Clarice Bean and Ghost Knight

At the Summer Reading Club this year we are reading two books. The younger group is listening to Lauren Child’s Clarice Bean, Don’t Look Now. The story is off to a rousing start as older sister Marcie overflows the bath. First the ceiling begins to drip on Grandpa. Then it collapses – and crushes the television. Oh no! Luckily Clarice Bean has words of wisdom from her favourite literary character, girl spy Ruby Redfort, to guide her: When you lose an important piece of equipment, improvise or seek out an alternative. Even more luckily, her best friend Betty Moody has her own tv in her bedroom. Problem solved! Except the stove was crushed too, and the family is going to have to live on toast forever.

The older group is hearing Cornelia Funke’s Ghost Knight, in which Jon, jealous of his new stepfather, makes himself so sulky and unpleasant at home that his mother sends him away to his late father’s boarding school in a famous cathedral town just dripping with history. Jon is determined to be as miserable as possible, but when the ghosts of three malevolent knights began haunting him, he finds himself drawn into a dark tragedy that unfolded around the cathedral back in the middle ages.

Four by Wodehouse

Four by Wodehouse

We’ve had a LOT of new books come into the library lately, especially lots of new fiction for teens and adults. We also have some new editions of great classics: several new volumes of P.G. Wodehouse, one of the greatest writers of the twentieth century. You might know him best as the author of the Jeeves and Wooster stories, but in his very, very long career he wrote very, very many books.

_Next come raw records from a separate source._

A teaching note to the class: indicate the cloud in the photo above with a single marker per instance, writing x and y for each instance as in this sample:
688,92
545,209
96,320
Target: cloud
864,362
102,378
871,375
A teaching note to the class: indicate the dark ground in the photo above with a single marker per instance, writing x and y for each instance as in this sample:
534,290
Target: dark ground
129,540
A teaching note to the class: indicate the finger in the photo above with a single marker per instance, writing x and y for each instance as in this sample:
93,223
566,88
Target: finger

We have a new edition of The Code of the Woosters, in which Bertie’s Aunt Dahlia sends him to steal a silver cow creamer from Totleigh Towers, where the extremely soppy Madeline Bassett, quite wrongly convinced Bertie is pining for love of her, lies in wait. Spode, the amateur dictator, is on hand too, ready to tie Bertie in knots for Madeline’s sake, while Stiffy Byng is willing to try blackmail against Bertie to further her romance with the curate, Stinker Pinker.

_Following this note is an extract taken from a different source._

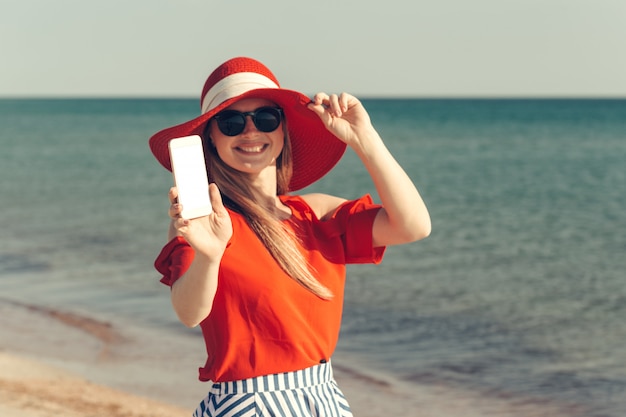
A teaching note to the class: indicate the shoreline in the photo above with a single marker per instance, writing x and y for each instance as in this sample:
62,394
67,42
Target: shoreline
55,361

Pigs Have Wings is a Blandings Castle book, in which the Empress of Blandings, two-time winner of the Silver Medal in the Fat Pigs competition, is kidnapped by a rival, while an assorted gaggle of young men are in love with young women who are in love with completely different young men …

Psmith, Journalist, is not only a book about boxing, but social reform in New York City before the First World War, in which Rupert Psmith encourages a discouraged young journalist to highjack the agenda of the sentimental and improving family magazine of which he has temporarily been left in charge, both to boost the career of an up-and-coming boxer and to campaign against corrupt tenement slumlords.

Love Among the Chickens tells of the irrepressible Ukridge, the world’s greatest sponger, and his attempt to make a fortune by chicken farming. He ropes his friend, the writer Jeremy Garnett, into helping him out. Garnett falls in love with the daughter of a neighbouring professor, whom Ukridge promptly insults, so that the girl is forbidden to have anything to do with any of them. Garnett’s scheme to win his way back into the professor’s good graces only sends his courtship situation from bad to worse, while Ukridge’s debts mount and the chickens do their own part to keep life interesting.

The Leaky Establishment, by David Langford

The Leaky Establishment was originally published back in 1984, but was reissued a few years ago with a new foreword by Terry Pratchett, which says “This was the book I meant to write,” and, more worryingly, “The book is practically a documentary.” (Pratchett, author of the Discworld books, was once a press officer for the British atomic power industry.) Anyway, Pratchett praises it: you have fair warning, then, that this is a book both humorous and intelligent. The setting is a British nuclear research facility in the Thatcher era, the hero, Roy Tappen, a young scientist drowning in a sea of bureaucracy. The plot involves Tappen’s ever-more complicated efforts to return a warhead core of which he inadvertently finds himself possessed after smuggling home an unused filing cabinet. Unfortunately, although nobody seems to notice it’s missing, smuggling the core back becomes rather more difficult as security measures are increased prior to a royal visit. Anyone who has ever worked in a university science lab, anyone suffering the toils of bureaucracy in any form, will find something familiar in the labs and office-huts of the Nuclear-Utilization Technology Centre. No one does satire like the British and this portrayal of the lunatic impersonality of a government facility is a prime example.